Tic-Tac, 12 mars : le cap symbolique des 3000 cas
français est franchi. L’Italie est déjà sous cocon depuis 3 jours lorsqu’est
annoncée la fermeture programmée de nos écoles pour le lundi suivant. Toutes
les publications scientifiques montrent que le seul moyen d’enrayer
l’emballement mondial, c’est celui de la distanciation sociale. Dit autrement :
le C.O.N.F.I.N.E.M.E.N.T
Moi : Ouf !
Le premier pas est fait. Mais pourquoi a-t-on maintenu les élections ? En
situation d’ultra crise, il ne peut pas y avoir de demi-mesure. Entre le blanc
et le noir, le gris ne peut pas exister. Il faut faire simple.
Tic-Tac 14 mars : 5000 cas. La décision tombe enfin,
brutale. Tous les lieux publics sont fermés. Tous ? Non ! Car les
bureaux de vote, tel le village d’Astérix, résistent.
Moi : Je
hurle ! Aberration entre le cartésien scientifique et le sociétal
politique. Comment faire accepter le danger si ce qui est interdit ici, est
autorisé là. Il fait beau. La vie explose dans les rues et jardins. Encore un
jour de perdu. Terrible échec sociologique.
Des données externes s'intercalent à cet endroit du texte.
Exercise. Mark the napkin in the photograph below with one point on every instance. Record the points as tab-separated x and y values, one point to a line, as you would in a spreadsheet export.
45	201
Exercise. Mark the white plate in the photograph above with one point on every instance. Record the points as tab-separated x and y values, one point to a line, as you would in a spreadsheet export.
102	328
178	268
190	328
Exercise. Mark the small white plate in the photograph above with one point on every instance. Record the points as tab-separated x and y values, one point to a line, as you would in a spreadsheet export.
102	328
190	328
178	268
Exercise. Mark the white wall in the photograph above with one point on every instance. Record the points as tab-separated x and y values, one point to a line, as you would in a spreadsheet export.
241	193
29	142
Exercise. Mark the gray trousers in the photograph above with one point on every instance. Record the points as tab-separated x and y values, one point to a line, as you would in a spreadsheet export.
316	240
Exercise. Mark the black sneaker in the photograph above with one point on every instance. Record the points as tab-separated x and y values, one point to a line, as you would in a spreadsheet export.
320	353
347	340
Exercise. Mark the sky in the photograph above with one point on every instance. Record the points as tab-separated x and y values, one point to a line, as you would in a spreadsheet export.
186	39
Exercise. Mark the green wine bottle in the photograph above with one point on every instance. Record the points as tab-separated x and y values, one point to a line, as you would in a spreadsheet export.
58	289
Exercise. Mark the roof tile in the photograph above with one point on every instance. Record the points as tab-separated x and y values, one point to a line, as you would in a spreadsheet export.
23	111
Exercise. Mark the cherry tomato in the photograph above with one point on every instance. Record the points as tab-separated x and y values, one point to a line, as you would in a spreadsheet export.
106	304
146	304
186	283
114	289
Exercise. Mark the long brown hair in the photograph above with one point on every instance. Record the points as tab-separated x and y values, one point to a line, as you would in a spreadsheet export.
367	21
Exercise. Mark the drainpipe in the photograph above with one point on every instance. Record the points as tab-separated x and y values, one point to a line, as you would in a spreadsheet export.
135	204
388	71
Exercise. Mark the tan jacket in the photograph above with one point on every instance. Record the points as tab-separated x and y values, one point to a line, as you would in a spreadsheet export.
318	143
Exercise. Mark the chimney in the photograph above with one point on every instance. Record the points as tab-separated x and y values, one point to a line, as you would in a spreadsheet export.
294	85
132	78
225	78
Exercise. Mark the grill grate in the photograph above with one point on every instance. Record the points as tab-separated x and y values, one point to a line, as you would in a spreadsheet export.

Sur mon compte twitter, je prédis
le confinement pour le mercredi suivant.
Tic-Tac, 16 mars : 7000 cas, 150 morts en France, 28000
en Italie, près de 200000 dans le monde. Un carnage. Le confinement « doux » est enfin annoncé
pour le mardi 17.
Moi : impression
bizarre. Je suis triste et heureux à la fois. Je suis prêt dans ma tête. Je
sais quoi faire.
Tic, 17 mars midi : la France se barricade. L’économie
s’arrête. Petit à petit, toutes les frontières se ferment sur la planète Terre.
Les pays se recroquevillent. La pandémie, massive, est sur nous.